Hi, I'm using neo4j community and have noticed that the performance really degrades when there are multiple requests in parallel using bolt.
Setup:
Python 3.10
Neo4j driver 5.13; using async
Neo4j community 5.13
Imported 20GB worth of data, 50m nodes 70m relationships
Running on 50G server, memory config per the recommendations
500 min - 2000 max bolt threads
I have a usecase where I want to make searches to this graph. In essence I have the same query I want to execute with different parmeters that I want to expose through some api. It uses parmeters, unwind when there are multiple things in to search (limited at 15) and so on, all the best practices I could find in the docs. Disk io is minimal after warmup.
When I do the following from two different python repl instances performance degrades and more than doubles:
await asyncio.gather(*[graph_search(terms) for _ in range(10)]) # Just to simulate some load
When I increase 10 to 20 it gets even worse. What am I doing wrong and how can I improve this? In a production env I would want this to handle ~1M queries/hour.
So I've conducted some experiments and will present them here to illustrate limitations of async Python. It's important to understand that async Python is single threaded. So there is no real parallelism. The only way async can speed up your program is if there are sufficiently large waiting times (network latency or other processes like the DBMS taking time to process a request).

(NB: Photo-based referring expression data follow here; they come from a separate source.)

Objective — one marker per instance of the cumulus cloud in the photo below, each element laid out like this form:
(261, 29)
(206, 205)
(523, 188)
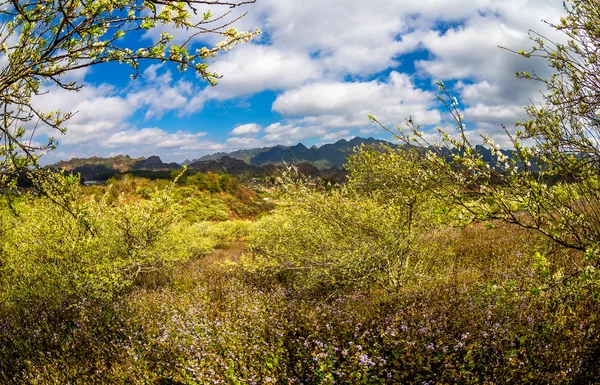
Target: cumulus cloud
(347, 104)
(330, 65)
(245, 129)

My test setup is as follows:
Neo4j 5.12.0 (enterprise) running in Docker on localhost
toxiproxy 2.7.0 running in Docker on localhost to introduce artificial network latency
python 3.11.0 running 5.0 branch (nightly) of neo4j-python-driver
First let's see a single-threaded single-process example gradually ramping up the number of concurrent tasks with different levels of network latency.
As you can see, with low latency, async doesn't help much. And all experiments show, that too much concurrency actually harms the performance. This is because the tasks will start to fight for resources (network connections, synchronization primitives, etc.). Where exactly that turning point occurs depends on the latency (network latency and query complexity, i.e., time it takes the DBMS to compute the results). Also note that this example is a very simple query with very little data to be moved by the driver. As the query parameters or the result set become bigger, the performance will degrade even more as the tasks will be blocking the event loop longer as they process the data.

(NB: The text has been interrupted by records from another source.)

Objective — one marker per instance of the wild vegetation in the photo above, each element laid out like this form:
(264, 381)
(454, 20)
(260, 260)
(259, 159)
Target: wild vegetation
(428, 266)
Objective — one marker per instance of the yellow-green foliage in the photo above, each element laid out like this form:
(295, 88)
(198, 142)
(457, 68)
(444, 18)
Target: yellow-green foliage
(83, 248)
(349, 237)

Next up, I modified the experiment slightly by testing with multiple processes. Note that my machine has 16 cores. So assuming the driver and the server both use a comparable amount of resources (ignoring toxiproxy and other programs I run like my IDE in this equation), we'd see some plateauing at around 8 parallel processes driving the test (8 driver processes saturating half my CPU and 8 DBMS threads saturating the other half).
This is looking pretty much as expected. The time is almost constant regardless of the number of parallel processes (note that the amount of work done is not constant but linear in the number of processes). This constant behavior stops at 6 processes. There's a jump from 6 to 7 and and another from 8 to 9. From there it's linear-ish as I've fully saturated all of my CPU's cores.
i could imagine that you're experiencing the slow-down because of the kind of query you're sending. If the queries can't be parallelized well, you'd also not see much benefit from running more coroutines or client processes.
But I'm not an expert on query optimization and neither do I know enough about exactly what your query and data looks like.